I went to sleep almost straight after writing last night’s post. But I woke up this morning feeling a lot better. I have been writing a lot today. I’m still way off my target but if I keep writing consistently then I’ll make up for lost time by September or October. I really need not to get distracted in the next three four months. It’s therefore very good that my mom is coming to visit for two weeks at the end of July, and then almost straight after my dad is coming for a month, also a friend of mine is coming to visit for a bout 2 weeks. It’s good that all of this is happening when I need to focus completely on my work. I’m sure it’ll be fine, I just need to divide my time properly.
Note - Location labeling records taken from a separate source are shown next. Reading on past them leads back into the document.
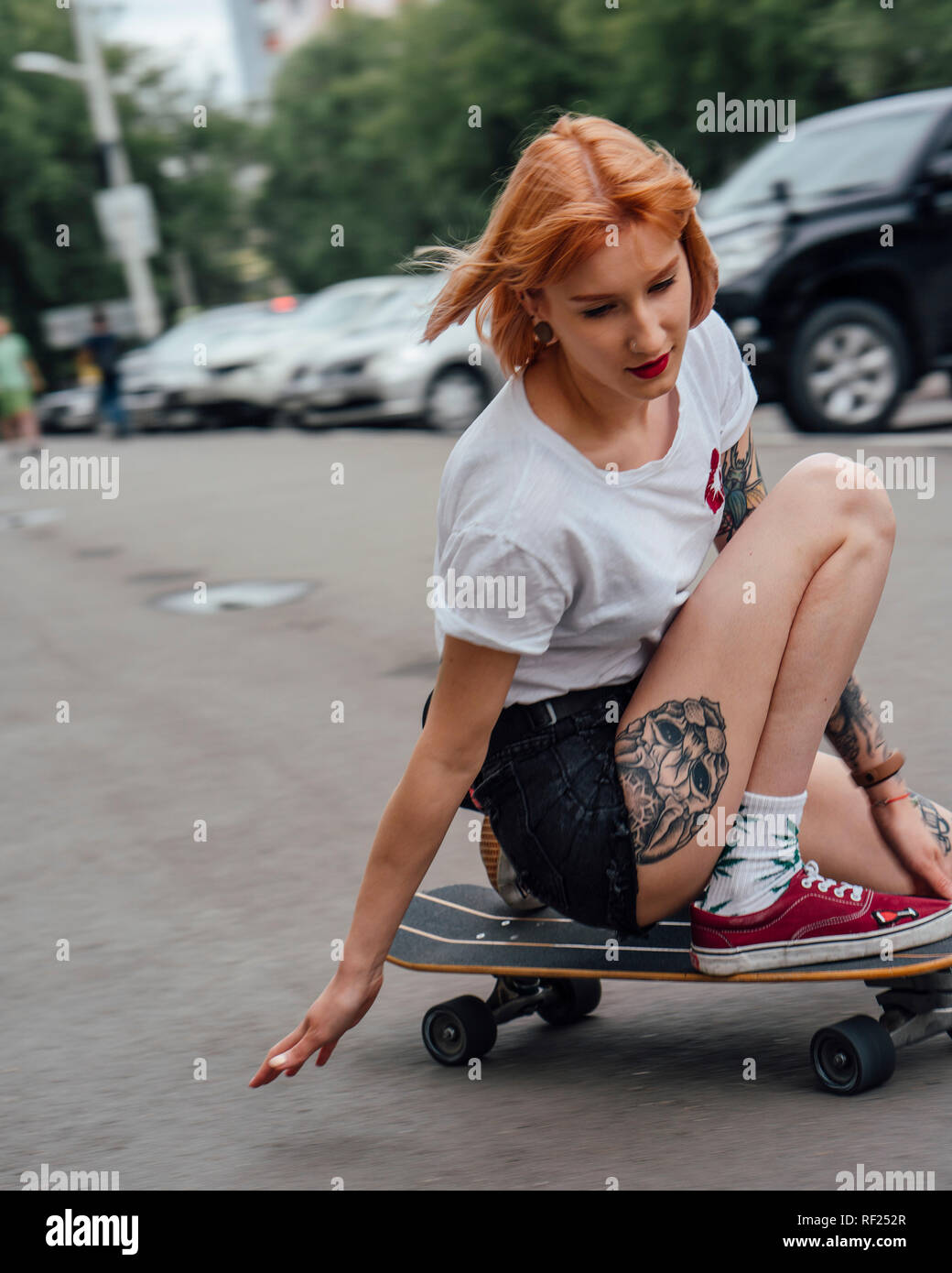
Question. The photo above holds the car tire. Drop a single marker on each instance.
(849, 365)
(455, 397)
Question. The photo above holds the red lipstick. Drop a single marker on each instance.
(647, 371)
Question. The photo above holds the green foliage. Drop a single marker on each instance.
(372, 120)
(373, 126)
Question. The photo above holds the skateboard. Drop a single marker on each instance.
(547, 963)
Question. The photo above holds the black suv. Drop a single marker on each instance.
(835, 254)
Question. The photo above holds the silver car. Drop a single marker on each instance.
(384, 372)
(166, 382)
(248, 372)
(77, 408)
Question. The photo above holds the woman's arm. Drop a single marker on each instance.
(467, 698)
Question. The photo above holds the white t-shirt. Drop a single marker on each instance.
(579, 571)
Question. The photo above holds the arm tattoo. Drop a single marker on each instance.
(672, 764)
(743, 488)
(854, 731)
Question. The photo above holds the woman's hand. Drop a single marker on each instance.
(342, 1004)
(918, 832)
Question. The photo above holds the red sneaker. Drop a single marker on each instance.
(808, 923)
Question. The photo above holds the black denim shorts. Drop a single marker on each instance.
(555, 802)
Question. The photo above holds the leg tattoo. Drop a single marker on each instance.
(672, 764)
(937, 822)
(851, 728)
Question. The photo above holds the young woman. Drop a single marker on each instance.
(630, 743)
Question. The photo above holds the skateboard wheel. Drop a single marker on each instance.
(574, 998)
(853, 1056)
(459, 1030)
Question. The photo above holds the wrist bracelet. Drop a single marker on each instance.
(905, 796)
(881, 772)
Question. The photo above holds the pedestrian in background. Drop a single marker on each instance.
(102, 350)
(19, 381)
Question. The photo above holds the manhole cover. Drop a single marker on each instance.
(28, 517)
(165, 575)
(244, 594)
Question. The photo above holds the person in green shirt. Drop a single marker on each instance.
(19, 379)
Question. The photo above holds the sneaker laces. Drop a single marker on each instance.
(812, 876)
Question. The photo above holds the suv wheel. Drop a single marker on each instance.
(455, 398)
(848, 368)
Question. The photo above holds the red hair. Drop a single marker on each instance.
(580, 176)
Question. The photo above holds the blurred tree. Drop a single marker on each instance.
(373, 124)
(51, 170)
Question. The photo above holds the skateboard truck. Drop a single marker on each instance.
(465, 1028)
(860, 1053)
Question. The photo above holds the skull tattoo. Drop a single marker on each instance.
(672, 764)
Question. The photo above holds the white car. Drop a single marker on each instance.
(165, 384)
(248, 372)
(384, 372)
(75, 408)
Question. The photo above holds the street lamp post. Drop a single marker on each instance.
(91, 71)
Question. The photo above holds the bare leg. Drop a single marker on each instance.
(802, 582)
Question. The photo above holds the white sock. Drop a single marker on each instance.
(762, 854)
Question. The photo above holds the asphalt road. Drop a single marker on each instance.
(182, 952)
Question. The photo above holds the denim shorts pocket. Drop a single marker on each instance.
(503, 795)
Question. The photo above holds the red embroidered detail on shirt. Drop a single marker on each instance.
(714, 490)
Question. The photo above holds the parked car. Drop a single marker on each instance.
(248, 372)
(165, 382)
(71, 408)
(835, 254)
(382, 372)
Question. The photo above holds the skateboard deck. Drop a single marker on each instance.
(467, 929)
(550, 965)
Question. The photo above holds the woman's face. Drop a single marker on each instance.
(626, 306)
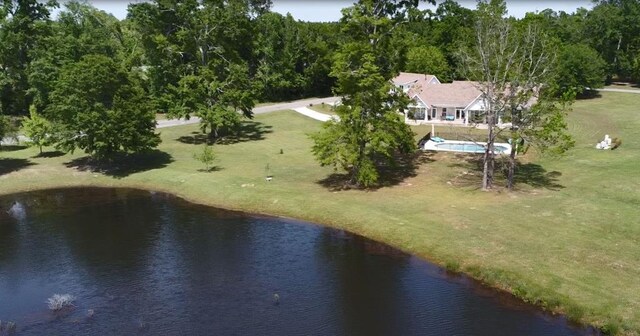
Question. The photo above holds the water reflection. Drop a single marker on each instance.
(147, 262)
So I’m looking for a new place to maybe move to. That’s another thing to worry about. I am hoping to find a place before my mom gets here, so I can move there in time for her to visit. The thing is, the flat I’m in is very nice, but it’s really too small. I need an extra space for work. So a study of some sort. I have a few leads. Next week will be viewing week. I’ll keep you all updated. Now, back to the coal mines (because working in a coal mine is exactly the same as sitting in my living room and writing on my laptop. It is exactly the same so the analogy is fully justified. Fully justified I say!).